Is every data scientist a humanist?

Even as a technological professional, you can't escape human interaction, especially with clients.

We hope these books will help you develop interpersonal skills.

Will Lockett

Will Lockett

3 years ago

The World Will Change With MIT's New Battery

MIT’s new battery is made from only aluminium (left), sulphur (middle) and salt (left) — MIT

It's cheaper, faster charging, longer lasting, safer, and better for the environment.

Batteries are the future. Next-gen and planet-saving technology, including solar power and EVs, require batteries. As these smart technologies become more popular, we find that our batteries can't keep up. Lithium-ion batteries are expensive, slow to charge, big, fast to decay, flammable, and not environmentally friendly. MIT just created a new battery that eliminates all of these problems.  So, is this the battery of the future? Or is there a catch?

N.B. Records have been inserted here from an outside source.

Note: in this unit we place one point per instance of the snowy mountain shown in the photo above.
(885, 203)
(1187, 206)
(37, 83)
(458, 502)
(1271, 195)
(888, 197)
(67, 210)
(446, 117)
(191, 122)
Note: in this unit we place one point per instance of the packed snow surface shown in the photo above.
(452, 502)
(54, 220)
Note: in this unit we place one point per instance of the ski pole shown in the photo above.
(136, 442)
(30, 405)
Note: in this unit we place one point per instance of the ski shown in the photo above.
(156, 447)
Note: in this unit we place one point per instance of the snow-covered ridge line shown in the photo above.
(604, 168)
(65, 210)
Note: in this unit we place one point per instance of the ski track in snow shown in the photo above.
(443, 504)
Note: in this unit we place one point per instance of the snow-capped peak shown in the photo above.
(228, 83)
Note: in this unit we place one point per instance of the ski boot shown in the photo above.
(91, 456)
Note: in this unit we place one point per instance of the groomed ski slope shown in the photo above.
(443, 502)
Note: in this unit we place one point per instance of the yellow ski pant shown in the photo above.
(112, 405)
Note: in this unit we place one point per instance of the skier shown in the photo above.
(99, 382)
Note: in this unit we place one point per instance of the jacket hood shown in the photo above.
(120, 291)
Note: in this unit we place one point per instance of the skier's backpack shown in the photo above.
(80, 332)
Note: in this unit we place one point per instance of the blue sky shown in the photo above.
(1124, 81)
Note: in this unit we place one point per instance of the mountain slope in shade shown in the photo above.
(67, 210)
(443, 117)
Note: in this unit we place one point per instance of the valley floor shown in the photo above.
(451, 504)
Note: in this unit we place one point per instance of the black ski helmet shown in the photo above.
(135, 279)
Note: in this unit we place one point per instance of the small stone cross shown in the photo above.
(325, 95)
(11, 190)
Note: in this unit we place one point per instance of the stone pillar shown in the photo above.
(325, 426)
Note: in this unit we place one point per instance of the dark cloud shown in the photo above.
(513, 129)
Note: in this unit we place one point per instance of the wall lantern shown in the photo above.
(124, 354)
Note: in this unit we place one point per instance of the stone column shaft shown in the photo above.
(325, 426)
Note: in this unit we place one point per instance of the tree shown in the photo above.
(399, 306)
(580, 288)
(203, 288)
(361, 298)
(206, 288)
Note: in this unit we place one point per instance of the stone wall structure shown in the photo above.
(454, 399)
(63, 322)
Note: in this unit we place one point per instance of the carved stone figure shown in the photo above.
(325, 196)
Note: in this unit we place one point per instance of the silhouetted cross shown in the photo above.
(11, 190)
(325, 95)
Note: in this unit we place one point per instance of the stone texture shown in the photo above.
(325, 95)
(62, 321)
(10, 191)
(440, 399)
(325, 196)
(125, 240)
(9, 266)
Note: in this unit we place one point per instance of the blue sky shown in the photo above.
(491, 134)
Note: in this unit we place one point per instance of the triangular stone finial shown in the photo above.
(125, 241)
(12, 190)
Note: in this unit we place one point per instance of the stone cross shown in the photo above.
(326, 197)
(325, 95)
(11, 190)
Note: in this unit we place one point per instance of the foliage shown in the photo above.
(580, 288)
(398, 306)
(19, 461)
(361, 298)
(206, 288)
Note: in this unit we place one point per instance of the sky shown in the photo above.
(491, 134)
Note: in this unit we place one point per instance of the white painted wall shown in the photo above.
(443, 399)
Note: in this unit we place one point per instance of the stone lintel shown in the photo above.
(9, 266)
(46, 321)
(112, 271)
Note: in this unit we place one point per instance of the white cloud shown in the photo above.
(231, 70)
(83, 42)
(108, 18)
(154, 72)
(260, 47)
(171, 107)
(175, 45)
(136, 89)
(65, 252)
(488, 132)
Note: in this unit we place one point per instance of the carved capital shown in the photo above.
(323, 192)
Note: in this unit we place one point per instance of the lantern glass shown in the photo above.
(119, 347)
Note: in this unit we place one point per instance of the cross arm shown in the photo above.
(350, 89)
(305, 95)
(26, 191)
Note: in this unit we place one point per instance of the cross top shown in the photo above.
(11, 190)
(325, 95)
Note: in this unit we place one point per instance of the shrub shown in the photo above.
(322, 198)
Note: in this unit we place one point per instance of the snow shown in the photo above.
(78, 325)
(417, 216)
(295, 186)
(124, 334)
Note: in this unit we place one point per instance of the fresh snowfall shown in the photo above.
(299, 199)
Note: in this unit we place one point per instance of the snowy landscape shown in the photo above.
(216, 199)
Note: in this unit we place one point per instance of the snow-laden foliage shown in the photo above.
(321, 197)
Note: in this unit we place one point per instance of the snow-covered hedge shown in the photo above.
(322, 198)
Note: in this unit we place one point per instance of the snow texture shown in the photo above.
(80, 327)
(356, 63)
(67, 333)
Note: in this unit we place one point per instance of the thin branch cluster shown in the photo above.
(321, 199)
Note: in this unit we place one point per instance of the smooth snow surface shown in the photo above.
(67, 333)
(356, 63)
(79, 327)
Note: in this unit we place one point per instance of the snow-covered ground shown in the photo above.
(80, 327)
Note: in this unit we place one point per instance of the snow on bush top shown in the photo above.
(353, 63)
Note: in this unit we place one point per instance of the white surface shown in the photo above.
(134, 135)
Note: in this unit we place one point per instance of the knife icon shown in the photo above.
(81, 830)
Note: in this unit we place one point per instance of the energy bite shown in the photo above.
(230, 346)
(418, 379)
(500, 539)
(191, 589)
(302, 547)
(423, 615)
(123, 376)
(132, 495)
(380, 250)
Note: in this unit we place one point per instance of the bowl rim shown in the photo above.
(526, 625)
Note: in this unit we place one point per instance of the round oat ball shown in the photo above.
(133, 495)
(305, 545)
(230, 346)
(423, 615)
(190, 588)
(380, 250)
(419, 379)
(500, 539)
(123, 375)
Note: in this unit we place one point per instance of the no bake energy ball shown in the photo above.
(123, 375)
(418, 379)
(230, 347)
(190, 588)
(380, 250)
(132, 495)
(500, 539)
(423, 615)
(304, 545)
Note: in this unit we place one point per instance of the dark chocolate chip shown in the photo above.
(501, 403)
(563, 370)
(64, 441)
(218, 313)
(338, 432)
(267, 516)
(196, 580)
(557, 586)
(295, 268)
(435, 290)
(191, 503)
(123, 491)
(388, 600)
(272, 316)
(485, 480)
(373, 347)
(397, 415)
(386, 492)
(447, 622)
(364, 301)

When I say entirely new, I mean it. This battery employs no currently available materials. Its electrodes are constructed of aluminium and pure sulfur instead of lithium-complicated ion's metals and graphite. Its electrolyte is formed of molten chloro-aluminate salts, not an organic solution with lithium salts like lithium-ion batteries.

How does this change in materials help?

Aluminum, sulfur, and chloro-aluminate salts are abundant, easy to acquire, and cheap. This battery might be six times cheaper than a lithium-ion battery and use less hazardous mining. The world and our wallets will benefit.

But don’t go thinking this means it lacks performance.

This battery charged in under a minute in tests. At 25 degrees Celsius, the battery will charge 25 times slower than at 110 degrees Celsius. This is because the salt, which has a very low melting point, is in an ideal state at 110 degrees and can carry a charge incredibly quickly. Unlike lithium-ion, this battery self-heats when charging and discharging, therefore no external heating is needed.

Anyone who's seen a lithium-ion battery burst might be surprised. Unlike lithium-ion batteries, none of the components in this new battery can catch fire. Thus, high-temperature charging and discharging speeds pose no concern.

These batteries are long-lasting. Lithium-ion batteries don't last long, as any iPhone owner can attest. During charging, metal forms a dendrite on the electrode. This metal spike will keep growing until it reaches the other end of the battery, short-circuiting it. This is why phone batteries only last a few years and why electric car range decreases over time. This new battery's molten salt slows deposition, extending its life. This helps the environment and our wallets.

These batteries are also energy dense. Some lithium-ion batteries have 270 Wh/kg energy density (volume and mass). Aluminum-sulfur batteries could have 1392 Wh/kg, according to calculations. They'd be 5x more energy dense. Tesla's Model 3 battery would weigh 96 kg instead of 480 kg if this battery were used. This would improve the car's efficiency and handling.

These calculations were for batteries without molten salt electrolyte. Because they don't reflect the exact battery chemistry, they aren't a surefire prediction.

This battery seems great. It will take years, maybe decades, before it reaches the market and makes a difference. Right?

Nope. The project's scientists founded Avanti to develop and market this technology.

So we'll soon be driving cheap, durable, eco-friendly, lightweight, and ultra-safe EVs? Nope.

This battery must be kept hot to keep the salt molten; otherwise, it won't work and will expand and contract, causing damage. This issue could be solved by packs that can rapidly pre-heat, but that project is far off.

Rapid and constant charge-discharge cycles make these batteries ideal for solar farms, homes, and EV charging stations. The battery is constantly being charged or discharged, allowing it to self-heat and maintain an ideal temperature.

These batteries aren't as sexy as those making EVs faster, more efficient, and cheaper. Grid batteries are crucial to our net-zero transition because they allow us to use more low-carbon energy. As we move away from fossil fuels, we'll need millions of these batteries, so the fact that they're cheap, safe, long-lasting, and environmentally friendly will be huge. Who knows, maybe EVs will use this technology one day. MIT has created another world-changing technology.